Eroica-Teilnehmer Adam Rodgers: Zwischendurch absteigen ist erlaubt
Foto: SPIEGEL ONLINERodgers absolvierte die mittlere Distanz von 90 Kilometern auf einem Pashley Guvnor mit nur einem Gang - ambitioniert angesichts der insgesamt 1800 Höhenmeter. "Ohne Absteigen geht das natürlich nicht - aber das ist nicht weiter schlimm", sagt er.
Seine Frau Jillian ist ebenfalls nach Bakewell im Peak District gekommen. Auch sie steht auf altmodische Räder, an der Rundfahrt hat sie aber nicht teilgenommen: "Das war mir zu hügelig." Stattdessen hat sie sich gekleidet, als ginge es zum Pferderennen. Knallroter Hut, rotes Tuch, elegantes Kleid. "Vintage - das ist seit Jahren in Großbritannien ganz groß", sagt sie. Kurioserweise gibt es für Vintage keine passende Übersetzung ins Deutsche. Mit ihrem extravaganten Outfit gewann Jillian Rodgers zur eigenen Überraschung den Eroica-Wettbewerb der bestgekleideten Frau auf dem Festival.

Jillian Rodgers feuert an: Bestgekleidete Frau des Festivals
Foto: SPIEGEL ONLINEÄhnlich auffällig präsentiert sich Bill Coughlan aus London. Am Tag vor der Rundfahrt stolziert er in Tweed über das Festivalgelände, den eleganten Stahlrenner immer neben sich herschiebend. "Wir sind eine Gruppe von Freunden, die gern auf alten Rädern unterwegs sind." Am Wochenende macht er immer wieder Touren - zum Beispiel von Dover nach London - das sind hundert Meilen. "Seit Jahren reden wir darüber, zur Eroica nach Italien zu fahren. Jetzt findet sie quasi um die Ecke statt, das war die Gelegenheit für uns."
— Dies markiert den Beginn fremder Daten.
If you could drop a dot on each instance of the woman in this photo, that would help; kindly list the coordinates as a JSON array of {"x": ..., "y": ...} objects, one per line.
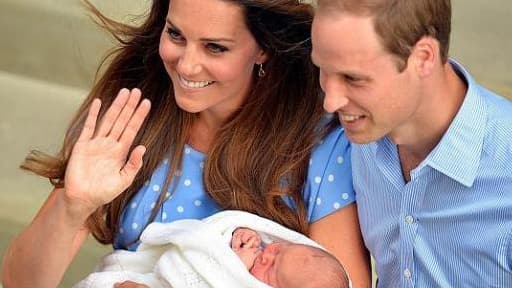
[{"x": 235, "y": 116}]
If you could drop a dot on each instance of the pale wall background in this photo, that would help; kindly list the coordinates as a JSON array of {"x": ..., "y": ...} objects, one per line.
[{"x": 49, "y": 51}]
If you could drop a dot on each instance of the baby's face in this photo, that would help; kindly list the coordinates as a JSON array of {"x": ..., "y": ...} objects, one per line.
[{"x": 278, "y": 263}]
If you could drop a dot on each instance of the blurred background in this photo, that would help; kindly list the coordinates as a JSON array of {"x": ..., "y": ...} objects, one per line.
[{"x": 49, "y": 53}]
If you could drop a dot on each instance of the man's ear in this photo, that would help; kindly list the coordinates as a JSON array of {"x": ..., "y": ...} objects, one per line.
[{"x": 425, "y": 56}]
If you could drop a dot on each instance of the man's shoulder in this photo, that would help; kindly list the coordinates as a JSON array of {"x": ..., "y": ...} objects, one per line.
[{"x": 498, "y": 135}]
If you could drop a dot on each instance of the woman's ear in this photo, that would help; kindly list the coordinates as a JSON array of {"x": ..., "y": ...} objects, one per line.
[{"x": 261, "y": 57}]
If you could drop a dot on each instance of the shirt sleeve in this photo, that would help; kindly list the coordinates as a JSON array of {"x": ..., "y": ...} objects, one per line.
[{"x": 329, "y": 181}]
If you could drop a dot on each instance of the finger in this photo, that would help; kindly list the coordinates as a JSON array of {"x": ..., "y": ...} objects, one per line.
[
  {"x": 90, "y": 121},
  {"x": 135, "y": 122},
  {"x": 113, "y": 112},
  {"x": 236, "y": 242},
  {"x": 133, "y": 165},
  {"x": 126, "y": 114}
]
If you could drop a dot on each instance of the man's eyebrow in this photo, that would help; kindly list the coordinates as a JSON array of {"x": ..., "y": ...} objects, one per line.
[{"x": 220, "y": 39}]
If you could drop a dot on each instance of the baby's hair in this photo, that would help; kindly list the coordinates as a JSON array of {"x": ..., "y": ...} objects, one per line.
[{"x": 333, "y": 273}]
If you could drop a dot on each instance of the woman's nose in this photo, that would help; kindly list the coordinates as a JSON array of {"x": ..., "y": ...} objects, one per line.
[{"x": 189, "y": 62}]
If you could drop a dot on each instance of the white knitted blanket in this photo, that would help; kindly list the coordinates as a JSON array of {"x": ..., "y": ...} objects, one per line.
[{"x": 190, "y": 254}]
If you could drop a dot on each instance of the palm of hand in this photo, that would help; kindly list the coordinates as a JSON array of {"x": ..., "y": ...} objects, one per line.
[{"x": 99, "y": 168}]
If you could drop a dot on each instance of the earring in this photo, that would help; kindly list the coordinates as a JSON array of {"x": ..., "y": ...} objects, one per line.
[{"x": 261, "y": 72}]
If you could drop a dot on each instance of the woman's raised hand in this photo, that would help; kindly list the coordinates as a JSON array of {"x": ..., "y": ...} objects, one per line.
[{"x": 101, "y": 165}]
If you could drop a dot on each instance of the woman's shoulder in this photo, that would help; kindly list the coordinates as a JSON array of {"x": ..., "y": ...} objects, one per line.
[{"x": 333, "y": 142}]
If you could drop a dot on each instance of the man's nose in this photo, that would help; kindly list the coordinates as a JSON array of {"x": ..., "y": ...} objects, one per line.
[{"x": 335, "y": 94}]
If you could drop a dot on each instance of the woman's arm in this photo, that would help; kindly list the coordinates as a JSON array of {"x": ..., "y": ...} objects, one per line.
[
  {"x": 100, "y": 167},
  {"x": 39, "y": 256},
  {"x": 339, "y": 233}
]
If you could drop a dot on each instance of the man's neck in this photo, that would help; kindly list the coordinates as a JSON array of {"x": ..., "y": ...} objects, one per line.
[{"x": 444, "y": 94}]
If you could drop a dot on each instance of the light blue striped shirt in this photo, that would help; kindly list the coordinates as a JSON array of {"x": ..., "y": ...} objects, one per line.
[{"x": 451, "y": 225}]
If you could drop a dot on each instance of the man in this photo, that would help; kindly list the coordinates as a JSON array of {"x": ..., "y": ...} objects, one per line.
[{"x": 432, "y": 153}]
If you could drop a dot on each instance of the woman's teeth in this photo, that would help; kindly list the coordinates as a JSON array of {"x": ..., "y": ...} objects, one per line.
[
  {"x": 195, "y": 84},
  {"x": 350, "y": 118}
]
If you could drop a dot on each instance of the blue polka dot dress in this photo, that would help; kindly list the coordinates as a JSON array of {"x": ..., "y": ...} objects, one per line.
[{"x": 328, "y": 188}]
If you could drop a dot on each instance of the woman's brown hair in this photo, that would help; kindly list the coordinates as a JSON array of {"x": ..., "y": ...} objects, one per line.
[{"x": 259, "y": 154}]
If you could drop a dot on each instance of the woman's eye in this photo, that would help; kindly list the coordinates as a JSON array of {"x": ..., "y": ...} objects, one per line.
[
  {"x": 175, "y": 35},
  {"x": 216, "y": 48}
]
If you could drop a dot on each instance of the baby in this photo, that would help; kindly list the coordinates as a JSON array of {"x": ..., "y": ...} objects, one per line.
[
  {"x": 285, "y": 264},
  {"x": 219, "y": 251}
]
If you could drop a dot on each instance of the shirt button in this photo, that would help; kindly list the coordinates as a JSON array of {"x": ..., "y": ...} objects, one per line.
[{"x": 407, "y": 273}]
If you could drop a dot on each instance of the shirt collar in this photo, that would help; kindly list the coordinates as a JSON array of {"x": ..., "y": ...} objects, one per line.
[{"x": 457, "y": 155}]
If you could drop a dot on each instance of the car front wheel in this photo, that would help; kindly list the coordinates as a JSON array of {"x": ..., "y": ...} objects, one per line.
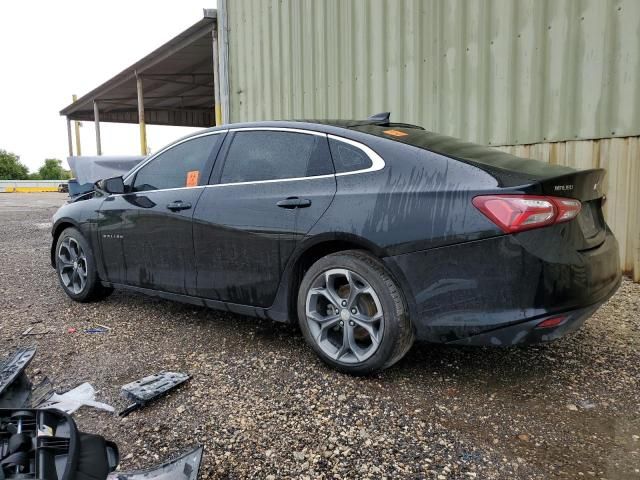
[
  {"x": 352, "y": 313},
  {"x": 76, "y": 268}
]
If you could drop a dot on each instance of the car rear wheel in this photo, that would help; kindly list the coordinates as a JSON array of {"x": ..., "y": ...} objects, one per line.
[
  {"x": 352, "y": 313},
  {"x": 76, "y": 268}
]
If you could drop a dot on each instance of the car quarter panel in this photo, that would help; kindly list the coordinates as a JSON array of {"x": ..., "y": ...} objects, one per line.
[
  {"x": 465, "y": 289},
  {"x": 418, "y": 200}
]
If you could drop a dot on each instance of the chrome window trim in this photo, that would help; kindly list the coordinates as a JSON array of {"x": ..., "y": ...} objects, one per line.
[{"x": 377, "y": 162}]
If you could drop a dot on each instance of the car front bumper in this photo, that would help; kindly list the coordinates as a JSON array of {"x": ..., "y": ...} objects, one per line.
[{"x": 496, "y": 291}]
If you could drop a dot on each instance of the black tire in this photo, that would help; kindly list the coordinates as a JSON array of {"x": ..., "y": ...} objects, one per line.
[
  {"x": 397, "y": 334},
  {"x": 92, "y": 289}
]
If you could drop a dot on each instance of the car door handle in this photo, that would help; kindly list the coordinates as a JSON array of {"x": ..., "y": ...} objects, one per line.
[
  {"x": 178, "y": 205},
  {"x": 294, "y": 202}
]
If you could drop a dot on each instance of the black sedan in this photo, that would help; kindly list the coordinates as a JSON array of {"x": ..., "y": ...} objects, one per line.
[{"x": 369, "y": 234}]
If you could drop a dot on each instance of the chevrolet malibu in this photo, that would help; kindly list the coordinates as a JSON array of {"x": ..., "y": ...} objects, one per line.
[{"x": 367, "y": 233}]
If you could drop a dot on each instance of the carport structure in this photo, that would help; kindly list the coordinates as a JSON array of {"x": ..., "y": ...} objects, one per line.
[{"x": 177, "y": 84}]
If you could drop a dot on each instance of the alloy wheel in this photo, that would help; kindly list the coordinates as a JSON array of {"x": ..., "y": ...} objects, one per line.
[
  {"x": 72, "y": 265},
  {"x": 344, "y": 315}
]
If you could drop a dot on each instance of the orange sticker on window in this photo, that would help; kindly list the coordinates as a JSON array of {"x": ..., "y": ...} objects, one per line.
[
  {"x": 395, "y": 133},
  {"x": 192, "y": 178}
]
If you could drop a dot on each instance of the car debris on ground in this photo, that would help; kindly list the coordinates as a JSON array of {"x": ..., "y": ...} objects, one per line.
[
  {"x": 44, "y": 443},
  {"x": 149, "y": 388}
]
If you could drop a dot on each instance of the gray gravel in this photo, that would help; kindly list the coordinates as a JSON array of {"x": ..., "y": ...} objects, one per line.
[{"x": 265, "y": 407}]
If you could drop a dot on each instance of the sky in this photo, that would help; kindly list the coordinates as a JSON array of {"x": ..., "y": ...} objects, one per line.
[{"x": 50, "y": 50}]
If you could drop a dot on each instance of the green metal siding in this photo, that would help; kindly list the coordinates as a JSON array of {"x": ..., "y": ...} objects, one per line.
[{"x": 497, "y": 72}]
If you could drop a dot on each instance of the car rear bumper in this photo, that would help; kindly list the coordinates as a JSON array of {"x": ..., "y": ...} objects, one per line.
[{"x": 496, "y": 291}]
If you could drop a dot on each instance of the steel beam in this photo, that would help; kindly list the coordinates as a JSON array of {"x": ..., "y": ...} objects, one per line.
[
  {"x": 77, "y": 129},
  {"x": 69, "y": 137},
  {"x": 143, "y": 127},
  {"x": 96, "y": 119},
  {"x": 216, "y": 80}
]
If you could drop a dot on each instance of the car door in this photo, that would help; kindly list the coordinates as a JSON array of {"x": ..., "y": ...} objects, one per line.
[
  {"x": 245, "y": 222},
  {"x": 146, "y": 234}
]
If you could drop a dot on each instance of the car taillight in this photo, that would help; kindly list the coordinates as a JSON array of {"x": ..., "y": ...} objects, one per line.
[{"x": 515, "y": 213}]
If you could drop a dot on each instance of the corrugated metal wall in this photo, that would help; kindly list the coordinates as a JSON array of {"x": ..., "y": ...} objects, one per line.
[
  {"x": 621, "y": 158},
  {"x": 497, "y": 72}
]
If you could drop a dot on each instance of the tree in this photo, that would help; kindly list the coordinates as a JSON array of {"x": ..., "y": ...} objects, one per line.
[
  {"x": 11, "y": 168},
  {"x": 52, "y": 170}
]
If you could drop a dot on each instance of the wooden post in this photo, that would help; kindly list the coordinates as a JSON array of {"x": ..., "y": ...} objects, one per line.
[
  {"x": 143, "y": 128},
  {"x": 77, "y": 129},
  {"x": 216, "y": 81},
  {"x": 69, "y": 137},
  {"x": 96, "y": 119}
]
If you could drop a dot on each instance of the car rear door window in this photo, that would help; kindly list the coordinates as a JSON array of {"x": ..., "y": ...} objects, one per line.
[
  {"x": 181, "y": 166},
  {"x": 272, "y": 155},
  {"x": 347, "y": 157}
]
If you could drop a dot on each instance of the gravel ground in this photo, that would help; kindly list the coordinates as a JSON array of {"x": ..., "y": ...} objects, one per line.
[{"x": 265, "y": 407}]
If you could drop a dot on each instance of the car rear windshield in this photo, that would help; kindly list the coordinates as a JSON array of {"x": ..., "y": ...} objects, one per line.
[{"x": 474, "y": 153}]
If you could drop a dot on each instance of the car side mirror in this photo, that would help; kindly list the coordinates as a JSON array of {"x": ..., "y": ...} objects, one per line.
[{"x": 112, "y": 185}]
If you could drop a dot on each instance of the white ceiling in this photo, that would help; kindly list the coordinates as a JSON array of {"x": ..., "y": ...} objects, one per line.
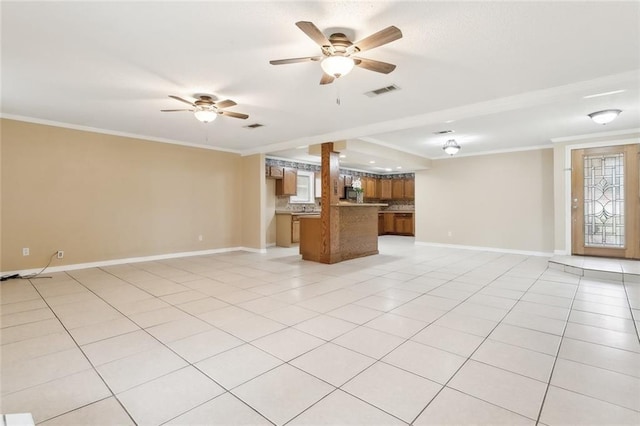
[{"x": 511, "y": 75}]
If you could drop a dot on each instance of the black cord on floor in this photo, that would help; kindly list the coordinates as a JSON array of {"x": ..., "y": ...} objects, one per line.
[{"x": 37, "y": 275}]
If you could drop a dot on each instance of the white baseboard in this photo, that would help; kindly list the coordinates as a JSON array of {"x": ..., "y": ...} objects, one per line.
[
  {"x": 101, "y": 263},
  {"x": 491, "y": 249}
]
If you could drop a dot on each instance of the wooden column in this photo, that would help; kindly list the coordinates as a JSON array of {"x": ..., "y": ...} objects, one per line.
[{"x": 330, "y": 215}]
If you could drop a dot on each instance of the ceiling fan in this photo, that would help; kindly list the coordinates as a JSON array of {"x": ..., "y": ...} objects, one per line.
[
  {"x": 337, "y": 57},
  {"x": 206, "y": 109}
]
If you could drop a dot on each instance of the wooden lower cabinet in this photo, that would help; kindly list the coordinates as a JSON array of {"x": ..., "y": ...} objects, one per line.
[
  {"x": 403, "y": 223},
  {"x": 287, "y": 229},
  {"x": 295, "y": 229}
]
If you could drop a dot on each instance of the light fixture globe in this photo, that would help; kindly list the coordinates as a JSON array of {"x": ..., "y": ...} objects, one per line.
[
  {"x": 451, "y": 147},
  {"x": 205, "y": 115},
  {"x": 337, "y": 66},
  {"x": 606, "y": 116}
]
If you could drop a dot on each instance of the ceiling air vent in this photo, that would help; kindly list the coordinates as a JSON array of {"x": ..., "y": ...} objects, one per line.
[{"x": 382, "y": 91}]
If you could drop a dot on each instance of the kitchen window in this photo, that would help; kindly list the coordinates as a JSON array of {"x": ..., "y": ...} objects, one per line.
[{"x": 305, "y": 190}]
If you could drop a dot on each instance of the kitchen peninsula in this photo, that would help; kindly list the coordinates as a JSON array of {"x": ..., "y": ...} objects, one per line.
[{"x": 343, "y": 230}]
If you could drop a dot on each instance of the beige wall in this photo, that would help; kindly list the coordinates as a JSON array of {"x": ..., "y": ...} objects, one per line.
[
  {"x": 502, "y": 201},
  {"x": 253, "y": 186},
  {"x": 101, "y": 197}
]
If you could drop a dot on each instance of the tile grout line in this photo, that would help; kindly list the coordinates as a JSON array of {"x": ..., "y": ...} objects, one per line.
[
  {"x": 475, "y": 350},
  {"x": 85, "y": 356},
  {"x": 555, "y": 361}
]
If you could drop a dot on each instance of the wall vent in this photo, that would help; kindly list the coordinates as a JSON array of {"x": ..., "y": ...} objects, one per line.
[{"x": 382, "y": 91}]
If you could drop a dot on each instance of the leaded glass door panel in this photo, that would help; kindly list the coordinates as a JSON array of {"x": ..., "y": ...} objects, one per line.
[{"x": 605, "y": 202}]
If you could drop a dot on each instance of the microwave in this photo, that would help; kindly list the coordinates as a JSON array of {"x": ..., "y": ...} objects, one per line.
[{"x": 350, "y": 193}]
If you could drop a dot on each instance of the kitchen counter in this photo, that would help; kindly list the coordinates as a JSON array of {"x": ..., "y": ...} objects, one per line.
[
  {"x": 397, "y": 211},
  {"x": 294, "y": 213}
]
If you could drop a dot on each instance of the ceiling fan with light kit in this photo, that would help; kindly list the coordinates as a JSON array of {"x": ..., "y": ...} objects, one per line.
[
  {"x": 338, "y": 52},
  {"x": 206, "y": 109}
]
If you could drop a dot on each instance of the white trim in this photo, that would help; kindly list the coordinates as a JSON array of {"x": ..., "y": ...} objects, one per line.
[
  {"x": 113, "y": 262},
  {"x": 595, "y": 135},
  {"x": 113, "y": 133},
  {"x": 491, "y": 249},
  {"x": 494, "y": 152}
]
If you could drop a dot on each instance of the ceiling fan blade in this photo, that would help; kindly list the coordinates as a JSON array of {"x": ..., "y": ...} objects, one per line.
[
  {"x": 313, "y": 33},
  {"x": 326, "y": 79},
  {"x": 385, "y": 36},
  {"x": 225, "y": 104},
  {"x": 295, "y": 60},
  {"x": 234, "y": 114},
  {"x": 377, "y": 66},
  {"x": 181, "y": 100}
]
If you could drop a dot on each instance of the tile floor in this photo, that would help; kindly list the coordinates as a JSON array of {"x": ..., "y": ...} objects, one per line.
[{"x": 416, "y": 335}]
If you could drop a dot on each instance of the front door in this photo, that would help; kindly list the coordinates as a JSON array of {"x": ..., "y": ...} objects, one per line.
[{"x": 605, "y": 202}]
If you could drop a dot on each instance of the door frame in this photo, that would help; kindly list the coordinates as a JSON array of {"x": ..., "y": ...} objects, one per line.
[{"x": 568, "y": 154}]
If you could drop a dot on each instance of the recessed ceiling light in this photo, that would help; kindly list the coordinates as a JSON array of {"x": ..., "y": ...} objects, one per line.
[
  {"x": 606, "y": 116},
  {"x": 613, "y": 92}
]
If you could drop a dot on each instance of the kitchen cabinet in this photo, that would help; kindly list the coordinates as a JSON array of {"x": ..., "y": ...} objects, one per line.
[
  {"x": 397, "y": 189},
  {"x": 288, "y": 185},
  {"x": 288, "y": 228},
  {"x": 389, "y": 223},
  {"x": 369, "y": 186},
  {"x": 403, "y": 223},
  {"x": 384, "y": 189},
  {"x": 409, "y": 188},
  {"x": 341, "y": 186},
  {"x": 318, "y": 186},
  {"x": 295, "y": 229}
]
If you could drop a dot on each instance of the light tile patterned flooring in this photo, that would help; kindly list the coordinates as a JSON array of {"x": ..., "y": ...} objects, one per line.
[{"x": 416, "y": 335}]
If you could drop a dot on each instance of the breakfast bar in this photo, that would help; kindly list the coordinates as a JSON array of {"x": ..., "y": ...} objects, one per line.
[{"x": 356, "y": 233}]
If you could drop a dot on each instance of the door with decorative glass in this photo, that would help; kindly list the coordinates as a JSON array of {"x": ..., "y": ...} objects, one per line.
[{"x": 605, "y": 202}]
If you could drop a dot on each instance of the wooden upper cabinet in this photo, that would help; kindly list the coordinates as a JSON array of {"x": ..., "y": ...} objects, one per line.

Bill Coughlan mit seinem Stahlrennrad: Bike und Biker harmonieren
Foto: SPIEGEL ONLINEDie Rundfahrt durch den Peak District hat auch Deutsche angelockt wie Jürgen Völtzke und Alexander Pfeil aus Köln. "Das ist eine tolle Chance, England auf eine andere Weise kennenzulernen." Die entspannte Rundfahrt, das Zelebrieren der guten alten Zeit, das Verkleiden - all das gefällt den Kölnern sehr gut.

Alexander Pfeil und Jürgen Voltzke: Aus Köln angereist
Foto: SPIEGEL ONLINEDie Sache mit den alten Rädern sehen sie freilich ambivalent: "Man ist ja verwöhnt durch moderne Technik", sagt Pfeil. "Die alten Räder haben ja eigentlich überall Nachteile: beim Bremsen, beim Steuern, bei der Schaltung. Aber sie sehen gut aus."
Die Rundfahrt erfordert Kondition, zumindest wenn man sich für die mittlere (90 Kilometer) oder lange Distanz (180 Kilometer) entscheidet. Es geht durch Tunnel einer stillgelegten Eisenbahnstrecke, über Nebenstraßen und Schotterwege. An drei Verpflegungsstationen unterwegs gibt es regionale Spezialitäten - und das eigens gebraute Festivalbier.
Auch wenn es den Anschein einer fröhlichen Herrenausfahrt hat: Spätestens am ersten kilometerlangen Anstieg mit über zehn Prozent wird allen untrainierten Teilnehmern klar, warum die Veranstaltung L'Eroica Britannia heißt. Wer es ohne abzusteigen bis nach oben schafft, darf sich als Held der Straße fühlen.